When starting a node, Quickwit attempts to find AWS credentials using the credential provider chain implemented by rusoto_core::ChainProvider and looks for credentials in this order:

  1. Environment variables AWS_ACCESS_KEY_ID, AWS_SECRET_ACCESS_KEY, or AWS_SESSION_TOKEN (optional).

  2. Credential profiles file, typically located at ~/.aws/credentials or otherwise specified by the AWS_SHARED_CREDENTIALS_FILE and AWS_PROFILE environment variables if set and not empty.

  3. Amazon ECS container credentials, loaded from the Amazon ECS container if the environment variable AWS_CONTAINER_CREDENTIALS_RELATIVE_URI is set.

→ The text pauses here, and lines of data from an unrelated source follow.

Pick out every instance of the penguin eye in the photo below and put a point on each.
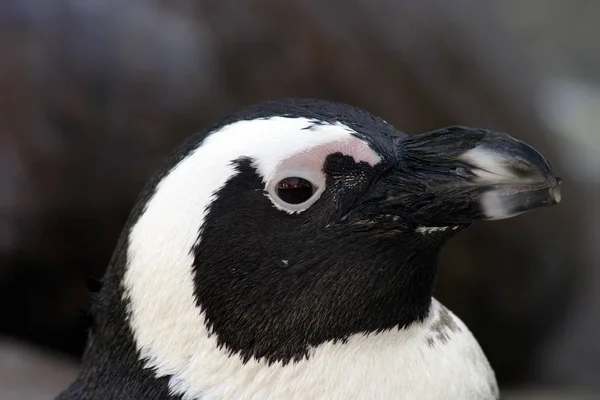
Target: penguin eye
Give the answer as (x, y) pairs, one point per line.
(295, 190)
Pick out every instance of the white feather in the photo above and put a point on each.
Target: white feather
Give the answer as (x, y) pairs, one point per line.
(169, 328)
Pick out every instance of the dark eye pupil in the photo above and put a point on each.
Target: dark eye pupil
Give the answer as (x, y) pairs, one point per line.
(294, 190)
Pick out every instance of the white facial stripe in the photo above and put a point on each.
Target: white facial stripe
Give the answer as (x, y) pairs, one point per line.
(168, 327)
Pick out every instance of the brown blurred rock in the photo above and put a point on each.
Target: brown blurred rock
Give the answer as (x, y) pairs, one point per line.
(89, 113)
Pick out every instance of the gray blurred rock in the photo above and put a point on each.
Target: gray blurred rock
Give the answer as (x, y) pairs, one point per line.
(91, 111)
(27, 373)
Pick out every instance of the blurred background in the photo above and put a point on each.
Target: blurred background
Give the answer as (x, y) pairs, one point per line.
(94, 94)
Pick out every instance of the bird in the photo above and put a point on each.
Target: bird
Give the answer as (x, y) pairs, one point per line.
(290, 251)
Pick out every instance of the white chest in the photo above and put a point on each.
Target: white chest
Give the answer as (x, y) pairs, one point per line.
(438, 359)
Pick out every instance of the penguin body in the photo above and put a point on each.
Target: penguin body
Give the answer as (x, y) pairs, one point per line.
(291, 251)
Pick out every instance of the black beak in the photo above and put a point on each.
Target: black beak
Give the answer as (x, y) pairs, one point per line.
(464, 175)
(517, 178)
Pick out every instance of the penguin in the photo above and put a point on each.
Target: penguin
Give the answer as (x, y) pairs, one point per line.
(290, 251)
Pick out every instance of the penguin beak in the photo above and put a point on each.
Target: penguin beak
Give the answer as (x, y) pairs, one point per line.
(458, 175)
(516, 177)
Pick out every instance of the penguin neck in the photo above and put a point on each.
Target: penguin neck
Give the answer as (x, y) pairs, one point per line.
(113, 367)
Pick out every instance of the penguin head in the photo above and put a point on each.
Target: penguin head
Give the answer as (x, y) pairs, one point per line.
(297, 222)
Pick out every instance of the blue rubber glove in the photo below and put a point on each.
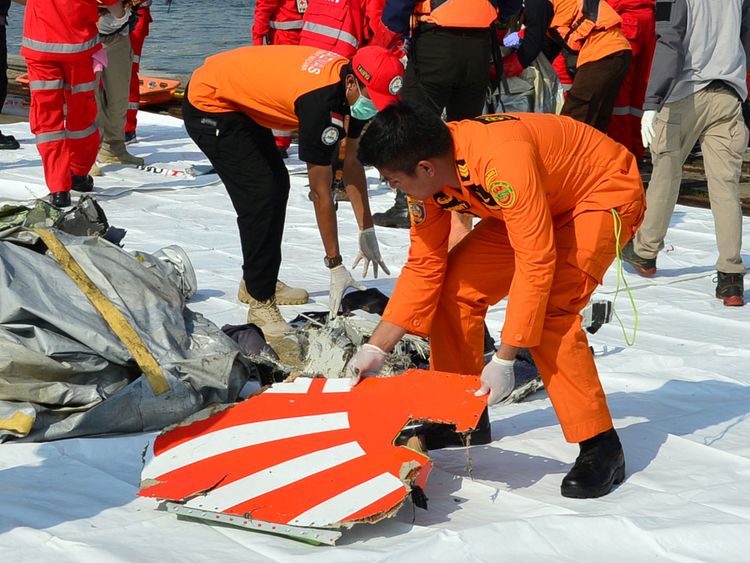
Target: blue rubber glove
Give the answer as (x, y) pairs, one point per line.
(512, 40)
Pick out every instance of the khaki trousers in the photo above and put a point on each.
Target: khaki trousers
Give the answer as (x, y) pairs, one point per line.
(112, 97)
(713, 116)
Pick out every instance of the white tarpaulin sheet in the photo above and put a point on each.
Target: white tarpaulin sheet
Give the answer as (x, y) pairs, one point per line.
(680, 399)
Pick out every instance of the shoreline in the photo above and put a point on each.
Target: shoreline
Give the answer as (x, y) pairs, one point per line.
(693, 189)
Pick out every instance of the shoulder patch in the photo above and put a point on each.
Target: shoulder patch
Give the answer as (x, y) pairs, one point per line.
(330, 135)
(503, 193)
(495, 118)
(416, 210)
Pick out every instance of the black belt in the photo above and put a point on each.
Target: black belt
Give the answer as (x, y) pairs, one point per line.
(423, 27)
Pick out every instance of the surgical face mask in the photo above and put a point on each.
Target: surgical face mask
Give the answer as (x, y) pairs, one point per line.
(364, 108)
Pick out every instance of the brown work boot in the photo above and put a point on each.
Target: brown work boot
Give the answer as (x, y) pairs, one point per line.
(285, 295)
(116, 153)
(266, 316)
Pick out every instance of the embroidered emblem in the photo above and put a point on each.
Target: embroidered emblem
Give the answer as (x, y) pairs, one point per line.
(416, 210)
(503, 193)
(366, 75)
(395, 85)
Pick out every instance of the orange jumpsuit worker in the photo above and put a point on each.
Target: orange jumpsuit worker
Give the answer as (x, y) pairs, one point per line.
(58, 44)
(597, 53)
(229, 109)
(279, 22)
(544, 188)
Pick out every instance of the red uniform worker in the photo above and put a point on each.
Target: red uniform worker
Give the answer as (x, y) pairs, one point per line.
(341, 26)
(137, 38)
(639, 27)
(545, 188)
(58, 43)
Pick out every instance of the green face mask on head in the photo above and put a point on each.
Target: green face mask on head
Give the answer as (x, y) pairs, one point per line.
(364, 108)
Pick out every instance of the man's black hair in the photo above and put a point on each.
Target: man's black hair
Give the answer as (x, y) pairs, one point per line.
(401, 135)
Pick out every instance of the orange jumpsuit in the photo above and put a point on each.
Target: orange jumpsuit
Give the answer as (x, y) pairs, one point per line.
(544, 187)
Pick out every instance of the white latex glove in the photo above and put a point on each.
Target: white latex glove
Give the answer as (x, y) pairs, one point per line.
(368, 360)
(647, 127)
(369, 251)
(341, 280)
(497, 379)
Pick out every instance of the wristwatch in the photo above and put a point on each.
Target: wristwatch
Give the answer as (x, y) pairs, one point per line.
(333, 262)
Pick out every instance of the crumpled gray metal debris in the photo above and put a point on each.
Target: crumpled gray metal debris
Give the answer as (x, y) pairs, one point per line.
(60, 359)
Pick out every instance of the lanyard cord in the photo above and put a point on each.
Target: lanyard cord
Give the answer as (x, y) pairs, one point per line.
(619, 274)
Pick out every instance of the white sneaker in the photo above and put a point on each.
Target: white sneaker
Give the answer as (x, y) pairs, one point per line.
(266, 315)
(285, 295)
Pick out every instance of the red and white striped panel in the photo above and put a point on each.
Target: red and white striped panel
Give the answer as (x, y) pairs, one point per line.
(312, 452)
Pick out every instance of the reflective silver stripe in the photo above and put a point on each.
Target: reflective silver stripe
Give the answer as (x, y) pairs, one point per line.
(61, 48)
(85, 87)
(36, 85)
(295, 24)
(332, 32)
(50, 137)
(81, 134)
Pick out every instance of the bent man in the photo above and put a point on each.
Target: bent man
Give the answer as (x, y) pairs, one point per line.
(552, 195)
(231, 105)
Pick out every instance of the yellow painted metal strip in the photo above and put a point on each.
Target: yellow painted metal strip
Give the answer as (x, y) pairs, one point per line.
(20, 423)
(111, 314)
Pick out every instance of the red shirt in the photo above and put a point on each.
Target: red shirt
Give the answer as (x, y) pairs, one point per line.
(54, 30)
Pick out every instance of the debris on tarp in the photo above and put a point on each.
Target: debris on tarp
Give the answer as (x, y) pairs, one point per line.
(106, 345)
(307, 457)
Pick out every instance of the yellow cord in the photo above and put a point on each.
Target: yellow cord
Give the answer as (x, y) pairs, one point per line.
(620, 275)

  4. Instance profile credentials, used on Amazon EC2 instances, and delivered through the Amazon EC2 metadata service.

An error is returned if no credentials are found in the chain.

AWS region

Quickwit attempts to find an AWS region in multiple locations and with the following order of precedence:

  1. Environment variables (AWS_REGION then AWS_DEFAULT_REGION)

  2. Config file, typically located at ~/.aws/config or otherwise specified by the AWS_CONFIG_FILE environment variable if set and not empty.

  3. Amazon EC2 instance metadata service indicating the region of the currently running Amazon EC2 instance.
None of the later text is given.